Una vez más queda demostrado que en
nuestro país da igual el color político, unos rojos, y los otros azules,
naranjas y verde envenenado, unos de izquierdas y los otros de derechas, la
realidad es que ni gobierno central ni autonómico son capaces de organizar un
inicio de curso con las suficientes garantías como para que la comunidad
educativa esté medianamente tranquila.
Este
tipo de situaciones son las que se dan en países en los que cualquiera puede
acceder a la política, y cualquiera, sea cual fuere su formación (contando con
que la tenga) o su experiencia laboral, puede gestionar las competencias de un
ministerio, consejería o concejalía de un ayuntamiento, bajo el único criterio
del cambio de cromos y del descarte.
Son
ya varios meses en los que la Ministra Celaá lleva lanzando la pelota al tejado
de los consejeros de las comunidades autónomas. Dirá la vasca, que la patata
caliente se la coman aquellos que tienen competencias en materia de educación,
demostrando un infinito desprecio y muy poca sensibilidad con los que verdaderamente
estamos y vamos a sufrir las consecuencias de su mala gestión, la comunidad
educativa.
En
la otra orilla, nos encontramos con la prepotencia de los que se creen
“todopoderosos” y hablan por encima del hombro, muy venidos arriba llegar a la
presidencia de la Junta de Andalucía sin haberlo ni imaginado. Esta prepotencia
les ha llevado a proponer situaciones tan ilógicas y tan poco planificadas como
limitar a un tercio o a la mitad el aforo en hostelería, o que las consultas
médicas sean telefónicas, pero sin embargo, el número de niños por aula siga
siendo el habitual. Se os ve el plumero, señoritos a caballo. El dinero público
es para gastarlo en los servicios públicos, y en este momento Educación
necesita de una fuerte inversión para conseguir una verdadera seguridad en las
aulas.
Aun
así, para ser “chulo” y prepotente, hay
que ser valiente, decidido y creer firmemente en lo que uno dice y hace, pero
todo esto dista mucho de la actitud del gobierno andaluz, que da un pasito
hacia atrás, exigiendo a Celaá que coordine lo que por competencias le
corresponde a Andalucía, sobre todo viendo como las direcciones de los centros
educativos, los inspectores y las inspectoras de educación de Andalucía, el
colectivo docente y, ahora también, las familias (con la iglesia hemos topado)

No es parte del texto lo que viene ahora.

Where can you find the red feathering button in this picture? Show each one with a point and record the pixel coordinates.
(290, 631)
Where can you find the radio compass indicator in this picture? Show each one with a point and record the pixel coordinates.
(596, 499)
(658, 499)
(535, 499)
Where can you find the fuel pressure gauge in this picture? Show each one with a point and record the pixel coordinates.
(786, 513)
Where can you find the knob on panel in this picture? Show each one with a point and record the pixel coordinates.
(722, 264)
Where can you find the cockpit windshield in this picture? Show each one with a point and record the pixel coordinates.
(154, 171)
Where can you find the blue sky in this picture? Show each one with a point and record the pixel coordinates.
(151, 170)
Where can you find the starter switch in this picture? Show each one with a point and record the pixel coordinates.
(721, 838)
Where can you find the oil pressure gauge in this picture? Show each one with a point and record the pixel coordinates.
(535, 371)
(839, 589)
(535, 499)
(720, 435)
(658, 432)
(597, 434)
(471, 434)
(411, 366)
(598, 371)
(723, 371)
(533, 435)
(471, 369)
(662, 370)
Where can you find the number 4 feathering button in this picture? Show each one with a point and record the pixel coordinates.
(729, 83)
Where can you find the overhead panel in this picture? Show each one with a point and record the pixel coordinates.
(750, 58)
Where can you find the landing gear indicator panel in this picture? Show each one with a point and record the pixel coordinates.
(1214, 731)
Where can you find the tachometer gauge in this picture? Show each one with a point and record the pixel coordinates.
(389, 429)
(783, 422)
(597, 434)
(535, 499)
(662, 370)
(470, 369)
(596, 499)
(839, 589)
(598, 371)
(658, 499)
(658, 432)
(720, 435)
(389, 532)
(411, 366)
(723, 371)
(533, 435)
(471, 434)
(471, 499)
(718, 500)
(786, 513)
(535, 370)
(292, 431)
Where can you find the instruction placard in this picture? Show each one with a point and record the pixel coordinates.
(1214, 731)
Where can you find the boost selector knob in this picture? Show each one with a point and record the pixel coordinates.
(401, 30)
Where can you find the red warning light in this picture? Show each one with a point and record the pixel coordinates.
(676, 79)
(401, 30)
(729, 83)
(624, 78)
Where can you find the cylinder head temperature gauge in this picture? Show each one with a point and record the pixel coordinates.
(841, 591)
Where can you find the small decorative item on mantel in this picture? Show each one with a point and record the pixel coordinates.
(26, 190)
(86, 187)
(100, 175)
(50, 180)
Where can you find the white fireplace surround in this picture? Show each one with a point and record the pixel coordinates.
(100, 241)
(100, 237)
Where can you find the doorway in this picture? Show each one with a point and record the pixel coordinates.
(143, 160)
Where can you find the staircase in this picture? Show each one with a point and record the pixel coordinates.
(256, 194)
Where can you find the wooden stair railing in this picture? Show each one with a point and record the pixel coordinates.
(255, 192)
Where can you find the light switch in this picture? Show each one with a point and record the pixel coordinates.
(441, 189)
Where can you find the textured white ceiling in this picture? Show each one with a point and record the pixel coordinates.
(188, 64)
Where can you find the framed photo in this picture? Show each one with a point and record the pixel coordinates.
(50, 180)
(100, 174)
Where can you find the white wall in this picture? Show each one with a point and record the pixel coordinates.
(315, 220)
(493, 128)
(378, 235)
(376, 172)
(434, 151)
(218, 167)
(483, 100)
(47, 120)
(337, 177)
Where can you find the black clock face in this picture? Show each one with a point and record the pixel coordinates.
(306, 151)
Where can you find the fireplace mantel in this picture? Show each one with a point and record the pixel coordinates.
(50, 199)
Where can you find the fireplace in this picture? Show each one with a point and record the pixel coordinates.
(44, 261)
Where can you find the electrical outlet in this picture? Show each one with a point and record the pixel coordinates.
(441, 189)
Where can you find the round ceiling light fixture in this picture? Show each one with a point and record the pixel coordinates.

se plantan ante las mentiras de Imbroda y su equipo.
Me
da mucha pena que hayamos tenido que llegar a esta situación para que la
comunidad educativa camine unida, defendiendo al unísono lo justo, una
educación de calidad, con los recursos materiales, personales y sanitarios
adecuados y con unos mínimos de seguridad para que podamos asistir de manera
presencial a los centros e incorporar a nuestra labor docente aquello que se
pierde en la distancia, lo emocional, que es uno de los componentes
fundamentales del aprendizaje.
A
ustedes, los políticos, los que tienen en sus manos el futuro de millones de
personas, sean serios y coherentes, y tengan en cuenta que lo difícil no es
ganar unas elecciones, o llegar al poder sin ganarlas, sino el trabajo y la
gestión del día después.
Todo
eran risas… hasta que llegó septiembre.